Following informal talks with Government and results from an indicative ballot for SAS doctors – in which 88% of respondents would be prepared to strike over worsening pay and working conditions – the BMA’s SAS committee accepted the invitation for formal negotiations.

SAS doctors have seen their pay fall by up to 31% in real terms since 2008/09, according to the BMA. The union is therefore seeking an above-inflationary uplift for this year and meaningful steps to start addressing longer term pay erosion, as well as improvements to SAS doctors’ working conditions and career progression.

Highlighting the disappointment that the Government has yet to present a credible offer, SAS committee chair Dr Ujjwala Anand Mohite said: ‘Whilst talks continue to progress we are clearly still somewhat short of the credible offer we are asking Government for.

‘We are therefore asking SAS doctors to give us the mandate for action, should we need it because the current round of talks fail.

‘SAS doctors have made it very clear that we do not want to strike, we want to work and care for our patients, but we can no longer ignore the profession’s ever-growing pay and working conditions concerns – it’s driving doctors out of our health service and leaving those of us who remain with an unmanageable workload all while feeling undervalued and burnt out.
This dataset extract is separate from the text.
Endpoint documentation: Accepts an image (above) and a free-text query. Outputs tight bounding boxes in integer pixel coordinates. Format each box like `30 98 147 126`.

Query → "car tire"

‘Industrial action is our absolute last resort, and we remain hopeful that we’ll receive a credible offer as talks continue.

‘It is in the Government’s gift to find a resolution before Christmas and avoid strike action; patients and our NHS are relying on our leaders to do so.’

Both ballots began on 6 November 2023 and close on 18 December. If successful, the mandates will run until 17 June 2024.

Previously, NHS England bosses had urged the Government to urgently resume talks with consultants ahead of winter.

In a formal warning letter, NHS England told the BMA that ‘cumulative’ impact of consultant and junior doctor strikes were causing ‘significant disruption and risk to patients’.